Teachers are extraordinary. Despite ever-increasing accountabilities, demands on time, unreasonable expectations, media and societal scrutiny and rather average pay – they back up day-in and day-out to live out a deeply held passion for empowering, enhancing and improving the lives of young people. It’s quite noble stuff when you think about it that way.
“The only thing that interferes with my learning is my education.”
– Albert Einstein
If teachers are viewed statistically as part of the national workforce, where they comprise 3.7%, it is interesting to compare what other employees consider to be positive and impactful practices, and apply these to teaching.Just occasionally, it’s worth checking on whether the principles that other Australian professionals are saying are important to their engagement and wellbeing are just as pertinent to us.
Here are some interesting facts to ponder about employee ENGAGEMENT and why it matters:
- Organisations with ENGAGED employees outperform those who don’t by 202% (Gallup)

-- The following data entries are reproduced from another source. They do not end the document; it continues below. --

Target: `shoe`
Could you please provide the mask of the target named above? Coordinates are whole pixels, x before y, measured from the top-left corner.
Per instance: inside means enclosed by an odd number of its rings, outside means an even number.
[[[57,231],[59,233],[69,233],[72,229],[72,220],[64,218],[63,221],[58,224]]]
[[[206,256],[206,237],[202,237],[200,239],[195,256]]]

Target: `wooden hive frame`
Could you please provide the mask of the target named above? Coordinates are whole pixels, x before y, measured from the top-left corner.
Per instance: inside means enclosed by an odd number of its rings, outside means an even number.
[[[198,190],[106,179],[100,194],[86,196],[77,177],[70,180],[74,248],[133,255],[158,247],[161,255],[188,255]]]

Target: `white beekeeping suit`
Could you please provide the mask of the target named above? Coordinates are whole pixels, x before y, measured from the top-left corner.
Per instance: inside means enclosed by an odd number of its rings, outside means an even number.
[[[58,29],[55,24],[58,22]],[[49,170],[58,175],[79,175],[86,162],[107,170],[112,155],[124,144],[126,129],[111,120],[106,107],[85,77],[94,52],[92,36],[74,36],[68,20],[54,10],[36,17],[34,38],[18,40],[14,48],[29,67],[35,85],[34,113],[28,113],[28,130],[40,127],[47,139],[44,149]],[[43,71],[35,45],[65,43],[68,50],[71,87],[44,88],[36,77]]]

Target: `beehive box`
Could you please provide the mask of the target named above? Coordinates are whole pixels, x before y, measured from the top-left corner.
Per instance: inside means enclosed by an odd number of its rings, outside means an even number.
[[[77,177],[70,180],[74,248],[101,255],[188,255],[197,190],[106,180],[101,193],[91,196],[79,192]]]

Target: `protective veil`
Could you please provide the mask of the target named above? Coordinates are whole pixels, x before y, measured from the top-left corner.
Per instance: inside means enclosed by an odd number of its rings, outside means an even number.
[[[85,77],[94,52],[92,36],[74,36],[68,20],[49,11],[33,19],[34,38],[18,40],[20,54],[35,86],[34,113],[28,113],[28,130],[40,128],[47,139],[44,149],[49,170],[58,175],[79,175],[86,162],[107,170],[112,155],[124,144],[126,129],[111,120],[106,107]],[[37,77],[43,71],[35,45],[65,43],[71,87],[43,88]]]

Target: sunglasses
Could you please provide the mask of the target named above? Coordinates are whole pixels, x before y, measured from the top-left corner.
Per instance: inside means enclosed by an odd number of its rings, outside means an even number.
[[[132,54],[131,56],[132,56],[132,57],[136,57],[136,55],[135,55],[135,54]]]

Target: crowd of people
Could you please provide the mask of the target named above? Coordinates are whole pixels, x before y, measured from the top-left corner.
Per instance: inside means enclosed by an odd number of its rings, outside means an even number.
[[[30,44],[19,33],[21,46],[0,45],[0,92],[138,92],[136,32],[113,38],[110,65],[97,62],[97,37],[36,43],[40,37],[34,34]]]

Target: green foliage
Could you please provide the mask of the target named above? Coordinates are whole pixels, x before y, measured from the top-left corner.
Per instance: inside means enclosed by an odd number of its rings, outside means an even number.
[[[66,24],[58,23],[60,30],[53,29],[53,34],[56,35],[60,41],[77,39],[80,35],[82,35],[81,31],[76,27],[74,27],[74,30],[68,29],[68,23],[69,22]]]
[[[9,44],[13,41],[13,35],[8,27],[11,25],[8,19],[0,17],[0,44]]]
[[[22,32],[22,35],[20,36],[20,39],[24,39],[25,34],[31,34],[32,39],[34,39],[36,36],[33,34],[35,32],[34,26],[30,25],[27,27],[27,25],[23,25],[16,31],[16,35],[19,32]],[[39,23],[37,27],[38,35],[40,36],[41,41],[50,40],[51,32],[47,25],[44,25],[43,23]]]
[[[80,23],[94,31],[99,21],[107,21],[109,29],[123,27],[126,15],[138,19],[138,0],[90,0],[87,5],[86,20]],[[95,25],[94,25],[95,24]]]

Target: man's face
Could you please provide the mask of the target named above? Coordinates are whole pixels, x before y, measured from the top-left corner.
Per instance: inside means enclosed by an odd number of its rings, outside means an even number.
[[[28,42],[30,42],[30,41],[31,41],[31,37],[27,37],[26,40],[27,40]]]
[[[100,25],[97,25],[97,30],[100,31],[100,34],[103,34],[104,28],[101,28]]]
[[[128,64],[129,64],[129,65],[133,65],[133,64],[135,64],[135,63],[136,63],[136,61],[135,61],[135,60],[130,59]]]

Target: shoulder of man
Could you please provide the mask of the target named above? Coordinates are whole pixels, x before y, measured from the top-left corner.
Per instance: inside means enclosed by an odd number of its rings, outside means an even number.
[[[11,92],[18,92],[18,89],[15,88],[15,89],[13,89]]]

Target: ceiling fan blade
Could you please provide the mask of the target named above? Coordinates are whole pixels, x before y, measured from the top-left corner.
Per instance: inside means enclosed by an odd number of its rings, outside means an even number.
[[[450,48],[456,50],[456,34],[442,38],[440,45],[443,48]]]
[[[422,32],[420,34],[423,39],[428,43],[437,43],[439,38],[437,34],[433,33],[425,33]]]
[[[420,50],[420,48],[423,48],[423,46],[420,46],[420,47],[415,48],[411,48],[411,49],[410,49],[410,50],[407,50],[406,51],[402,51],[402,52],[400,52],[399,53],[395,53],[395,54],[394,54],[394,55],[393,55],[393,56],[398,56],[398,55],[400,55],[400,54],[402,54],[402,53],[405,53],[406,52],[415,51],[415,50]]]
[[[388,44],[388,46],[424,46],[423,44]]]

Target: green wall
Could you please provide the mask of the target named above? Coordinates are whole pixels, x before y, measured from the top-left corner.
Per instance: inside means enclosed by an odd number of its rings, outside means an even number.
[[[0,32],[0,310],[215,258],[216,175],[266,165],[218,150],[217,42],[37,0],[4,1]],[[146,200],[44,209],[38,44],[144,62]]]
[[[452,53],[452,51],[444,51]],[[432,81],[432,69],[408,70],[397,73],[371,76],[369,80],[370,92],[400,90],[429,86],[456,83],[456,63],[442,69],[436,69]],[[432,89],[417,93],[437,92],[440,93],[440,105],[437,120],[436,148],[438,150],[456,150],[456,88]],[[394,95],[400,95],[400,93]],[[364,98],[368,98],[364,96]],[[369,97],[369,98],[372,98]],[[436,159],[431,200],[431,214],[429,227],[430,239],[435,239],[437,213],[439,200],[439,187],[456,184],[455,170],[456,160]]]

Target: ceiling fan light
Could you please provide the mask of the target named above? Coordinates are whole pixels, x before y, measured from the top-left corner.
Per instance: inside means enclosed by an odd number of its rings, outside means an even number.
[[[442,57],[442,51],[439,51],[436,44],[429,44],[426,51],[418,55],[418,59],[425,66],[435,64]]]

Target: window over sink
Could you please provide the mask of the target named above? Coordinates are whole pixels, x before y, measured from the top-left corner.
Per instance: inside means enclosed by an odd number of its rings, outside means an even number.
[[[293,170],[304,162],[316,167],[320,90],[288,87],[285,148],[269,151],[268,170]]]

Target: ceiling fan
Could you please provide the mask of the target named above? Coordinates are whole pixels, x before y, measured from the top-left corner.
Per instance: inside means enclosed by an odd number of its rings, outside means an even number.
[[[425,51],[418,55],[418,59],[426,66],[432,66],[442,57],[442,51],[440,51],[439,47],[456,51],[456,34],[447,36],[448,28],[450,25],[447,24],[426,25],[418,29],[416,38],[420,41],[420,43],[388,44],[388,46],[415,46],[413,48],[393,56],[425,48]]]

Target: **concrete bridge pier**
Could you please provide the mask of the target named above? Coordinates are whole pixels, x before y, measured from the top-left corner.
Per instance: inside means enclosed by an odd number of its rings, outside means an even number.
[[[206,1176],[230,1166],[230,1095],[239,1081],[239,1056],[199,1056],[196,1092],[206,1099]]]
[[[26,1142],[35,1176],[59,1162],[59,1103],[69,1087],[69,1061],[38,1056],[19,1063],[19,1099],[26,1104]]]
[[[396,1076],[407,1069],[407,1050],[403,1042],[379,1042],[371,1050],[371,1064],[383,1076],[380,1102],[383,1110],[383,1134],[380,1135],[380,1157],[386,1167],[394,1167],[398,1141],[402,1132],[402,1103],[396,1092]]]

- Employees rate the following items in relation to positive impact on their ENGAGEMENT (Association for Talent Development, 2008)
- Frequency of Training and/or Learning Opportunities – 36%
- Breadth of Training and/or Learning Opportunities – 39%
- Quality of Training and/or Learning Opportunities – 65%
- Problems with direct supervisors as a reason for employee DISENGAGEMENT – 49% (Custom Insight, 2012)
- Organisations using cooperative learning platforms to improve staff ENGAGEMENT gain in this area by 18% year after year. (ThoughtFarmer)
- DISENGAGEMENT and a feeling of going nowhere is now globally the fastest growing reason for resignation. (Bureau of National Affairs)
- Staff turnover costs the average organisation around $1 376 per week, per employee. (Australian Bureau of Statistics)
In schools impact is not measured in dollars – but formally in terms of outcomes, and informally in terms of influence and student life trajectory. However, an average company of 500 employees with an average Australian turnover of 10% is losing around $3.6 million per year. What then, are the potential impacts of DISENGAGED employees in schools?
Learning must be viewed as not only the product but also the process in our schools. This applies to students, but most critically to our teachers. Examine this model for staff ENGAGEMENT:
Learning activity | Where staff meetings and gatherings are structured opportunities for those present to synthesise information and learn from each other. |
Learning relationships | Where team and school leaders view their core business as the work they do leveraging personal relationships for professional and differentiated growth and improvement. |
Learning teams | Where Teams are mobilised in their work to enact large strategic objectives through self-direction and engage in practice improvement as the vehicle for achievement. |
Learning cultures | Where creative collaboration, convention challenging and whole school achievement are norms and evident in all opportunities to practice and to discuss practice. |
At which stage in this model would you place your staff?
What might be the cost of not moving into the next phase of staff ENGAGEMENT in your school?